I think we forget what Monday must look like for the athlete. Somehow we freeze frame them as standing on the stage with tears in their eyes, overcome with emotion with the realization that they accomplished their goal; they won the prize. Don't get me wrong, it is an amazing moment to remember. This picture rightfully sticks in our minds as a great symbol of where discipline and determination can take us. But we forget that it doesn't end there for these athletes. When they step off the stage, the stadium lights dim, the cheers die down, and Monday comes, they are back at it again. The same inspiring determination and discipline that got them to the "good part of the story", lands them right into the start of a new chapter. And they start preparing for their next climax; their next success. 

I grew up with a desire to run, but I was honestly never very disciplined about it. I would get inspired, make a bunch of goals and then quickly get discouraged or lazy or both. I would give up, and then pretty soon the cycle would start again. But finally last year, a friend challenged me to start somewhere. So I set my first goal; I signed up for a 5k. Having that goal gave me a reason to run; an accomplishment to reach. I know a 5k seems like nothing, especially in light of all the talk about Olympic athletes. :) But since my previous attempts at running had ended in failure, this was a big
 deal to me. You see it had to do with more than a race; it had to do with my life. The same awful
running cycle seemed to be the way my spiritual life would go. Inspiration, failure, discouragement, and then defeat. Signing up for the 5K was about more than a race; it was about letting the Lord teach me lessons through this training. I could almost feel the Lord running alongside me; encouraging me like a coach would. "You can do this, Christen. I made you to run. I am pleased when you do it for Me. Take it one day at a time. Give it everything you have."

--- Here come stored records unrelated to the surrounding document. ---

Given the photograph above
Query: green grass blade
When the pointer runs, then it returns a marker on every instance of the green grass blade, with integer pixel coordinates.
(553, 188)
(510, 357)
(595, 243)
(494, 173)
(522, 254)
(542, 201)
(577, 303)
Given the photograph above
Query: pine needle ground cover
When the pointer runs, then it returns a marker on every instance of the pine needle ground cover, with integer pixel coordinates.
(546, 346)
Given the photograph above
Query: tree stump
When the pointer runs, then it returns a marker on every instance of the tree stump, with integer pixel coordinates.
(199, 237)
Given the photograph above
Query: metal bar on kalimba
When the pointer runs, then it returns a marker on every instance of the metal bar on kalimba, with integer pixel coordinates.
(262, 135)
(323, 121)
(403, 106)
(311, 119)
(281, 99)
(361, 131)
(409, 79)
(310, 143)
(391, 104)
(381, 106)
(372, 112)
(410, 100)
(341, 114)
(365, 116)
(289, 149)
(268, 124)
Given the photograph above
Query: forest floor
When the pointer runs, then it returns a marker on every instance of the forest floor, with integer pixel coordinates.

The race day came! My goal was not to finish first, but run at a steady pace and not stop. It went well! There was such a great feeling of accomplishment that came, knowing that I prepared for something, and then did it! But just like Monday comes after Sunday, and a new week begins; it came for me. And it hit me hard. Months went by, and I ran less and less; my strength deteriorating little by little. You see I was prepared for the race, but I wasn't prepared for Monday. Many times we are told to set a goal and go after it, and that I did! But after our greatest successes we can land right back where we were before we set out, or even worse if we are not careful. We can focus on our
accomplishment, and want to stop there. But the reason Monday comes back around, is there is still
 life to be lived! There's still another race to be won! What I didn't realize was that along with the end of a great accomplishment, was the opportunity for a greater one. You see, for months Monday has been depressing me, but now I know it's only because there's something greater to prepare for! In the grand scheme of things, the 5k will be a start, but if I let it end there, it would be a pathetic tragedy.
So I signed up for a 10k this fall, and you better believe I'm going to prepare for it. I'm excited about all the things the Lord will teach me along the way! But this time, I'll be ready for Monday.